Marina.

Hay días tan blancos que el cuerpo se me funde con las sábanas y no puedo levantarme. El techo sigue ahí, arrimando demasiado calor, sopor, justo fuera de mi ventana. El piso está sucio, el baño, no hay algo que se pueda comer y Marina no se ha bañado. No ha tenido un beso de buenos días ni de buenas noches, ni un poco de algún amor que soy incapaz de crear.

¿De dónde sacar mi amor?

¿De mi piel escamosa por los días en cama? ¿De mis interiores completos de mierda? Quizá de mi alma, rota y cochina, quebrada por el peso inmenso de una vida de mierda que se me acumula bajo las uñas. Los pies que me pesan tanto se me vuelven ligeros fuera de esta habitación y este hogar fundado sobre arena, arena de la mala, arena de la misma que estoy hecha yo. Y mi pobre hija, pobre! Pobrecita llorando fuera de mi puerta, maldita, que se vaya porque yo, yo no la quiero.

-Marina VETE!

Pero Marina no se va.
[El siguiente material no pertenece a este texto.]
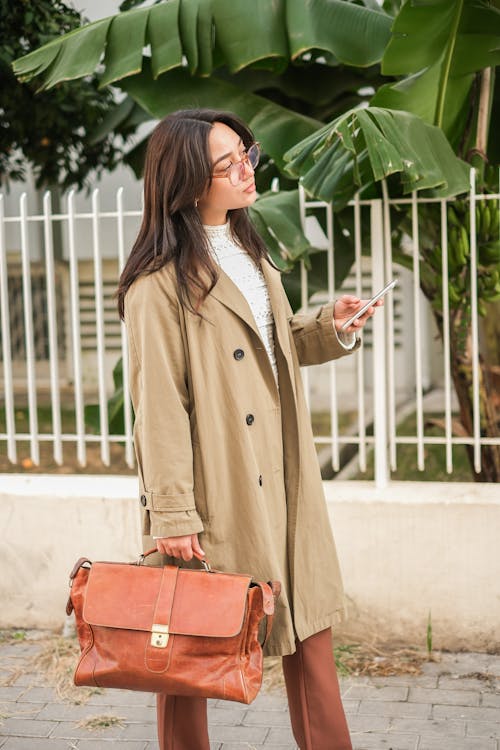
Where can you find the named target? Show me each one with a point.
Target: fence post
(379, 348)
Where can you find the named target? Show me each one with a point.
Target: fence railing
(363, 398)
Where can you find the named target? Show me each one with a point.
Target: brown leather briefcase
(169, 629)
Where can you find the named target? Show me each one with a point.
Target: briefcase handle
(201, 558)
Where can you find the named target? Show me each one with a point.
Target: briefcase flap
(189, 602)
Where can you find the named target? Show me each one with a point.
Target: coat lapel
(226, 292)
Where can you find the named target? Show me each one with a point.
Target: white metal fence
(399, 364)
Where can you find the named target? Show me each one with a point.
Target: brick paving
(453, 705)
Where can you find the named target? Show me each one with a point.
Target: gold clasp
(159, 635)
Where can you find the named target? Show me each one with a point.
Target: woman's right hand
(180, 546)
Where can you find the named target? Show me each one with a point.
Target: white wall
(411, 549)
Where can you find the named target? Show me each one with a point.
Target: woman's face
(226, 148)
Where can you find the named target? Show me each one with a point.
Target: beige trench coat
(222, 452)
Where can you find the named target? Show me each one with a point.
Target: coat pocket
(202, 502)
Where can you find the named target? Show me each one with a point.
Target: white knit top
(249, 279)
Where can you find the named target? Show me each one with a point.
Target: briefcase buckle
(159, 635)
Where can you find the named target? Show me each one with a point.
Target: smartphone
(370, 302)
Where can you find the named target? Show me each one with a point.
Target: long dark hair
(176, 173)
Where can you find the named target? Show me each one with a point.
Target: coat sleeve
(315, 337)
(160, 397)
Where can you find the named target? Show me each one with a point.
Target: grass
(102, 721)
(47, 463)
(434, 457)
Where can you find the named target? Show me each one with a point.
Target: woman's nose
(248, 170)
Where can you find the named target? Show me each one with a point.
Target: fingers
(180, 546)
(196, 545)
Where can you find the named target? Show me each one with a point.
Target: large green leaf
(276, 127)
(277, 219)
(364, 146)
(205, 34)
(439, 45)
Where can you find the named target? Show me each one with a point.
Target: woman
(226, 460)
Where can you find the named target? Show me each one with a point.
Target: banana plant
(443, 55)
(431, 63)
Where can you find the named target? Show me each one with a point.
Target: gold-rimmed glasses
(236, 172)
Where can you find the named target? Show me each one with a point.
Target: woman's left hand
(346, 306)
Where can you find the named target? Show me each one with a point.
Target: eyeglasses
(236, 172)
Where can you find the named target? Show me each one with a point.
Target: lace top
(249, 279)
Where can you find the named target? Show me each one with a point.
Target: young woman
(226, 459)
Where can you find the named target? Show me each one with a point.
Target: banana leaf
(364, 146)
(206, 34)
(439, 46)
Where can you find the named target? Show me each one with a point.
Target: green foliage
(364, 146)
(50, 131)
(438, 69)
(204, 35)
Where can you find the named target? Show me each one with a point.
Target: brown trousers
(316, 712)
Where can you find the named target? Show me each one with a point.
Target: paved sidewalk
(453, 705)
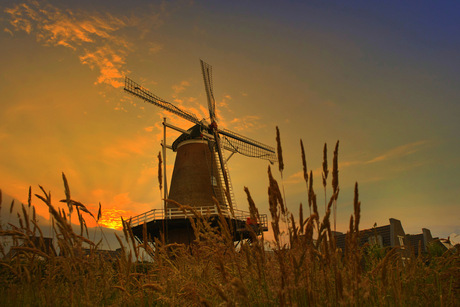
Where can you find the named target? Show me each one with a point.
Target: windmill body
(200, 179)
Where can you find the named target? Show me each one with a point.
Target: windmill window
(401, 241)
(376, 240)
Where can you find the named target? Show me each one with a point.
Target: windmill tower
(200, 172)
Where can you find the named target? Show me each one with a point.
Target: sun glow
(111, 218)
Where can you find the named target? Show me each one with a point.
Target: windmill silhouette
(200, 175)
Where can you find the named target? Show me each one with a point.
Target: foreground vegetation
(302, 266)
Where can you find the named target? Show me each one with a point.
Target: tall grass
(305, 269)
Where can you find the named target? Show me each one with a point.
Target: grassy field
(306, 270)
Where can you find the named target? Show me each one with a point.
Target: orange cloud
(399, 151)
(92, 36)
(246, 122)
(178, 88)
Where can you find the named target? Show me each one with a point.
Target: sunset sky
(380, 76)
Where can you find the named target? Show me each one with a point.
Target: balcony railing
(176, 213)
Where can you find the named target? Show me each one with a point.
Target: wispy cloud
(400, 151)
(248, 122)
(390, 155)
(96, 38)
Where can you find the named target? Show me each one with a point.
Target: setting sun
(111, 218)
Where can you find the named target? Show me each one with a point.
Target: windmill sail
(246, 146)
(137, 90)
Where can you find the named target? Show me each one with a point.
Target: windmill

Porque Marina es mi hija. Y en veinte o treinta o cuarenta años seré La señora que le hizo la vida una mierda y tendrá depresión y a su hija, que llevará mi nombre como una cruz, no la querrá. Porque la vida es una y la vida es SUCIA y la vida no dejará que huya nunca, ni de su madre, ni de su pasado, porque yo tampoco me iré jamás. Seguiré en esta pieza, junto a la ventana que da al techo, el techo que junta calor, mientras la calle se vacía de niños y de madres y de ruido y deja la noche. Y la noche se acabará siempre, acabará para dejarme un día más, otro maldito y lerdo día más en el que los pies me pesen, no pueda levantarme, Marina llore de costras de polvo y hambre y yo llore por no saber como quererla, ni un poco, ni un sólo poquito.